On-the-Fly Adaptation of Source Code Models using Meta-Learning
- URL: http://arxiv.org/abs/2003.11768v2
- Date: Sat, 19 Sep 2020 16:17:04 GMT
- Title: On-the-Fly Adaptation of Source Code Models using Meta-Learning
- Authors: Disha Shrivastava, Hugo Larochelle and Daniel Tarlow
- Abstract summary: We frame the problem of context adaptation as a meta-learning problem.
We train a base source code model that is best able to learn from information in a file to deliver improved predictions of missing tokens.
We demonstrate improved performance in experiments on a large scale Java GitHub corpus.
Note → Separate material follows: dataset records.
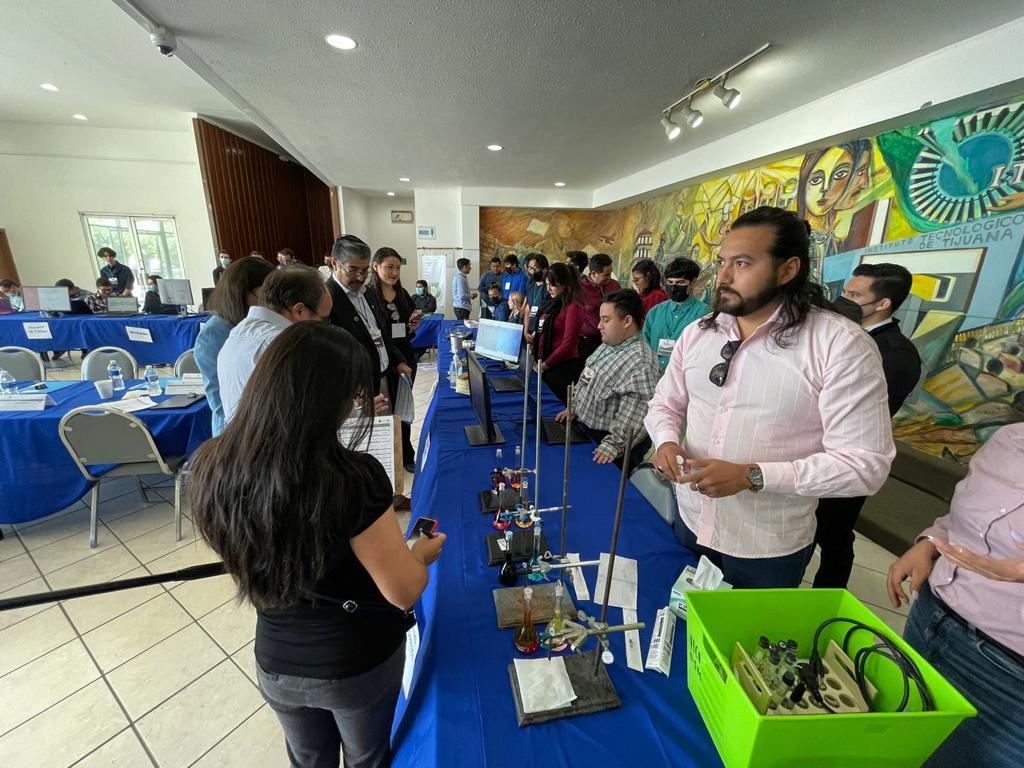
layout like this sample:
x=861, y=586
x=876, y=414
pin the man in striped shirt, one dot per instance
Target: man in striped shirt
x=783, y=402
x=617, y=381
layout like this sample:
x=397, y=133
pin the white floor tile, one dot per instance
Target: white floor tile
x=258, y=741
x=10, y=617
x=33, y=638
x=203, y=595
x=88, y=612
x=165, y=669
x=231, y=625
x=130, y=634
x=184, y=727
x=124, y=751
x=37, y=686
x=84, y=721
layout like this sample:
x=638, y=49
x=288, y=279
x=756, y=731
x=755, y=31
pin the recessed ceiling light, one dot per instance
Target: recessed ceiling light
x=340, y=42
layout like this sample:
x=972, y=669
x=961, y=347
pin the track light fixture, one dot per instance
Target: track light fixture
x=728, y=96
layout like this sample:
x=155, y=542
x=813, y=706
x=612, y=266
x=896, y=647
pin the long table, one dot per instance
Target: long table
x=171, y=335
x=460, y=709
x=38, y=476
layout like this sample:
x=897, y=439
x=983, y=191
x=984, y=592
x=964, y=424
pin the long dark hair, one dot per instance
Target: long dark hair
x=800, y=295
x=401, y=298
x=241, y=278
x=269, y=495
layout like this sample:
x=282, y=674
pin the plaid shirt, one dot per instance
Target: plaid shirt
x=613, y=390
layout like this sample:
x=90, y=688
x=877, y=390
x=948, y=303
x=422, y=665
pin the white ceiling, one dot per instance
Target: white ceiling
x=572, y=89
x=105, y=68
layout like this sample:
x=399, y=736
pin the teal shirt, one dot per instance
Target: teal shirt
x=667, y=321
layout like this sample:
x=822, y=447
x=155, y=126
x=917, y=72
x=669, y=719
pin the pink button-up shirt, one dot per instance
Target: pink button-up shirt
x=813, y=415
x=986, y=508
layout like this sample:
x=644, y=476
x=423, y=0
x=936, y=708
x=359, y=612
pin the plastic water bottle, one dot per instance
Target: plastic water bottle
x=114, y=374
x=7, y=386
x=152, y=381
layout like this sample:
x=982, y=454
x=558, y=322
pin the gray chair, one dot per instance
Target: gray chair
x=94, y=364
x=97, y=435
x=23, y=364
x=185, y=364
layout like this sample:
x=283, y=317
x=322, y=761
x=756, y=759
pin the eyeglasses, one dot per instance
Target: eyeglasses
x=720, y=373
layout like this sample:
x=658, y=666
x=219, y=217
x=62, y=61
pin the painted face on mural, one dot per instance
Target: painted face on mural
x=828, y=181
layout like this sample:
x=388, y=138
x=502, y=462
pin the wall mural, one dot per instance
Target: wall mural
x=945, y=199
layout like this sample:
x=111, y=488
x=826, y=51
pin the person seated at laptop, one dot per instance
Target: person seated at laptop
x=511, y=310
x=97, y=301
x=423, y=299
x=617, y=381
x=153, y=303
x=12, y=292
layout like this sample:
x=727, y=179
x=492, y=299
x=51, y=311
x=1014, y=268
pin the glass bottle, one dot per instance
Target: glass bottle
x=507, y=574
x=535, y=558
x=526, y=640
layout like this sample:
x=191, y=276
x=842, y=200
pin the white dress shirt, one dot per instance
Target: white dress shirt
x=813, y=415
x=242, y=351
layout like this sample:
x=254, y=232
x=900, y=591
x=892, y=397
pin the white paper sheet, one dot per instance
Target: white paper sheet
x=579, y=583
x=544, y=684
x=379, y=443
x=624, y=582
x=37, y=330
x=139, y=334
x=634, y=658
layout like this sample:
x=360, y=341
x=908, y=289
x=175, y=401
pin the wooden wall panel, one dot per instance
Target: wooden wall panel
x=258, y=202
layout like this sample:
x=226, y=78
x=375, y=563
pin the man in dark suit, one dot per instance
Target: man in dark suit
x=878, y=291
x=358, y=311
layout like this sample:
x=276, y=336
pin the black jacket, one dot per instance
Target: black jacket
x=343, y=314
x=900, y=363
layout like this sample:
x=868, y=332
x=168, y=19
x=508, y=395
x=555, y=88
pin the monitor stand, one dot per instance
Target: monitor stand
x=476, y=435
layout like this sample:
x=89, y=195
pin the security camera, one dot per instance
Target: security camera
x=164, y=41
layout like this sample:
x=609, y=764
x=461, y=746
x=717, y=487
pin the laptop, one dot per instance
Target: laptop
x=121, y=306
x=554, y=433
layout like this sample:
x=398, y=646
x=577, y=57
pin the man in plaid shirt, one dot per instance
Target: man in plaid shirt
x=619, y=380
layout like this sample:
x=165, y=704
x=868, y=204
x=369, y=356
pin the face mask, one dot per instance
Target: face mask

- Score: 28.98699307030983
- License: http://arxiv.org/licenses/nonexclusive-distrib/1.0/
- Abstract: The ability to adapt to unseen, local contexts is an important challenge that
successful models of source code must overcome. One of the most popular
approaches for the adaptation of such models is dynamic evaluation. With
dynamic evaluation, when running a model on an unseen file, the model is
updated immediately after having observed each token in that file. In this
work, we propose instead to frame the problem of context adaptation as a
meta-learning problem. We aim to train a base source code model that is best
able to learn from information in a file to deliver improved predictions of
missing tokens. Unlike dynamic evaluation, this formulation allows us to select
more targeted information (support tokens) for adaptation, that is both before
and after a target hole in a file. We consider an evaluation setting that we
call line-level maintenance, designed to reflect the downstream task of code
auto-completion in an IDE. Leveraging recent developments in meta-learning such
as first-order MAML and Reptile, we demonstrate improved performance in
experiments on a large scale Java GitHub corpus, compared to other adaptation
baselines including dynamic evaluation. Moreover, our analysis shows that,
compared to a non-adaptive baseline, our approach improves performance on
identifiers and literals by 44\% and 15\%, respectively.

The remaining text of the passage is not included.